Artikel drucken Blick auf die oft übersehene Erneuerung (Von Christof Gaspari)

Offengesagt, es hat mich schon lange nichts so betroffen gemacht wie der Sturm, der in und rund um die Kirche in den letzten Wochen losgebrochen ist. Mit etwas zeitlichem Abstand möchte ich versuchen, mit Ihnen, liebe Leser, über die Konsequenzen aus den Ereignissen nachzudenken.
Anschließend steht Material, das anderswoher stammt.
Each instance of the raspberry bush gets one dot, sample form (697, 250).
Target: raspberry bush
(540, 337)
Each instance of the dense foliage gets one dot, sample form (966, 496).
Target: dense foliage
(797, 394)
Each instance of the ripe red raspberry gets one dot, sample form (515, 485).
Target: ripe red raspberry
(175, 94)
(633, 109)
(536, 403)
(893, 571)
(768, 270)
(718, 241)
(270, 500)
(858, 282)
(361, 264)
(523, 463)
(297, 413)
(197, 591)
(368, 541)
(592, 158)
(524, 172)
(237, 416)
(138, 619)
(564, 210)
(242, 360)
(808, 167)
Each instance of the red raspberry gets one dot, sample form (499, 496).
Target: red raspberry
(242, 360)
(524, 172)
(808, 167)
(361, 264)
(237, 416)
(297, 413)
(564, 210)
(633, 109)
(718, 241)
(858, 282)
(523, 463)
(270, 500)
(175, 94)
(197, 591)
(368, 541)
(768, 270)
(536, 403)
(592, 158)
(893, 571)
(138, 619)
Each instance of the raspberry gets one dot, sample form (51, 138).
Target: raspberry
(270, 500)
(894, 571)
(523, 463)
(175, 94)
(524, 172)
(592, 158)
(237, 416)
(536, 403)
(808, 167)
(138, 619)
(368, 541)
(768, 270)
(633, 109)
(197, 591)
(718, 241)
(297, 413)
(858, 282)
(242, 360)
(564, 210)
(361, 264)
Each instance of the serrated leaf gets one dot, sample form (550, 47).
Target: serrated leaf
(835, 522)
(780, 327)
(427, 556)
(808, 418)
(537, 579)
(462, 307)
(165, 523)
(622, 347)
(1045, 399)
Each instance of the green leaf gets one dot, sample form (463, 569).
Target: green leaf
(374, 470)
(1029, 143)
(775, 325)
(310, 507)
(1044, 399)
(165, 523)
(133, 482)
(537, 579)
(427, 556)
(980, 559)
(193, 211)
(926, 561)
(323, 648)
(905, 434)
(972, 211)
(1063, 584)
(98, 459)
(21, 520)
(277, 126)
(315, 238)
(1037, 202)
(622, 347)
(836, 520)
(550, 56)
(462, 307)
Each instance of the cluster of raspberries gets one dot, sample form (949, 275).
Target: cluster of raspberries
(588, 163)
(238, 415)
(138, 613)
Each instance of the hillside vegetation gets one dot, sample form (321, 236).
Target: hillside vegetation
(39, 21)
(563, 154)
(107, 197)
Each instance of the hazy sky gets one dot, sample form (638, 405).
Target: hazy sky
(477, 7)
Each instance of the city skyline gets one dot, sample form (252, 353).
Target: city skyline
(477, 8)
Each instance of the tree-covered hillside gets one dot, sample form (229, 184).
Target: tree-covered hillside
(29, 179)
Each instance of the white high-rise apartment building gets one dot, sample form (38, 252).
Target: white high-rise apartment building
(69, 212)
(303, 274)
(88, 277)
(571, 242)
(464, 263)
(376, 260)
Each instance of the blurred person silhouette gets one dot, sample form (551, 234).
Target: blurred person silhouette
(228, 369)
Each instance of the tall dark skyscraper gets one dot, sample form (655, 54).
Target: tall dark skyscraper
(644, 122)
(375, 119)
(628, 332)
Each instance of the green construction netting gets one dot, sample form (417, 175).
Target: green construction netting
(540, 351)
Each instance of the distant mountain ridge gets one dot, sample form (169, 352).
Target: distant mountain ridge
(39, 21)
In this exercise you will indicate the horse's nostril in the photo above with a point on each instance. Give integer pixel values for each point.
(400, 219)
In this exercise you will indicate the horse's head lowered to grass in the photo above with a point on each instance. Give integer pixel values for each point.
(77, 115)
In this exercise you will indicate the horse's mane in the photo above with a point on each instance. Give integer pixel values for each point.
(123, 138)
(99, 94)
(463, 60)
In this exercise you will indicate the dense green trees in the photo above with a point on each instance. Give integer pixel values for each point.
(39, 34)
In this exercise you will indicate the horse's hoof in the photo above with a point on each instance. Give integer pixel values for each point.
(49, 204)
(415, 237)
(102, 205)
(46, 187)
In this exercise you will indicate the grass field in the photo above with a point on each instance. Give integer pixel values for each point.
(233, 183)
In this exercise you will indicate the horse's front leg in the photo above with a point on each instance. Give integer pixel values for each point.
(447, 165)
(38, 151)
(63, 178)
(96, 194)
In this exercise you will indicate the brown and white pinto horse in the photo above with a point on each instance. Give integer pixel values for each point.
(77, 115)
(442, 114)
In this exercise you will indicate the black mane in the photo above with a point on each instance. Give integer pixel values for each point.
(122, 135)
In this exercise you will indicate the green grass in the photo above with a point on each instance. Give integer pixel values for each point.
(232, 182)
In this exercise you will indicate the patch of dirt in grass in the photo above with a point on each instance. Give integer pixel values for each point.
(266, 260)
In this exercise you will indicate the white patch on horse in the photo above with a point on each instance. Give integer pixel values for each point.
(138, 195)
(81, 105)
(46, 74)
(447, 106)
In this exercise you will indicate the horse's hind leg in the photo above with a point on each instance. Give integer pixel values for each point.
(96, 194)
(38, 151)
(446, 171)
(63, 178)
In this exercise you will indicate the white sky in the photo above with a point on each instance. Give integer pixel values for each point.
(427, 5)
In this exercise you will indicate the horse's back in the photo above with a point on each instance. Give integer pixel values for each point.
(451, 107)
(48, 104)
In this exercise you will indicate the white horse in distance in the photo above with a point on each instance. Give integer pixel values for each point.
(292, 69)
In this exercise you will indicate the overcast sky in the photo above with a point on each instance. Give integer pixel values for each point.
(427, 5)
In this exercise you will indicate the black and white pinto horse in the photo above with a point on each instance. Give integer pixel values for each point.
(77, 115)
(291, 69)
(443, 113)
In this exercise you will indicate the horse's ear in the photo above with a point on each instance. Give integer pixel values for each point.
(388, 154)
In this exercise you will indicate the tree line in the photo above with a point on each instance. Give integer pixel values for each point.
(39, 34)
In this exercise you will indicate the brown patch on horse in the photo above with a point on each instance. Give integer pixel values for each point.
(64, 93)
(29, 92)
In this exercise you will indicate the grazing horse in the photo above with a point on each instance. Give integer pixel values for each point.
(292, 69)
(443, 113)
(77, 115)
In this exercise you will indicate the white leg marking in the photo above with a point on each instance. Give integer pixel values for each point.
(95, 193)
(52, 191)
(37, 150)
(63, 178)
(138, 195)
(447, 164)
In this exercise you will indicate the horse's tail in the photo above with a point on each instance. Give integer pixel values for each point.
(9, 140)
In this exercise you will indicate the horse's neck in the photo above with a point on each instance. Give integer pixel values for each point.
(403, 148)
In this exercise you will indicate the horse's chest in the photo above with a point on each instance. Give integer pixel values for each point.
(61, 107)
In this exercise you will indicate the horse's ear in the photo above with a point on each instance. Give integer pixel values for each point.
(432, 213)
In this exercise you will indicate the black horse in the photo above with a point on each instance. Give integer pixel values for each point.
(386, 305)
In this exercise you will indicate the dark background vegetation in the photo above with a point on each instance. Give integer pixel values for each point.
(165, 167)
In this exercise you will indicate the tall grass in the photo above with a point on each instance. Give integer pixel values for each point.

Nach dem Medienrummel, der Erklärung der oberösterreichischen Dechanten, der Resignation des designierten Weihbischofs, dem Brief der österreichischen Bischöfe, den Kritiken führender Politiker am Papst war da zunächst eine große Enttäuschung. Dann das Bedürfnis, mit Gleichgesinnten zu klagen - und die wiederkehrende Versuchung, jene, die meinen Erwartungen nicht entsprochen hatten, innerlich zu verurteilen. Immer wieder die Gedanken: Jetzt reicht's! Auch wir werden uns zu Wort melden, das lassen wir uns nicht gefallen! Im Geiste formulierte ich polemische Bonmots und griffige Pointen.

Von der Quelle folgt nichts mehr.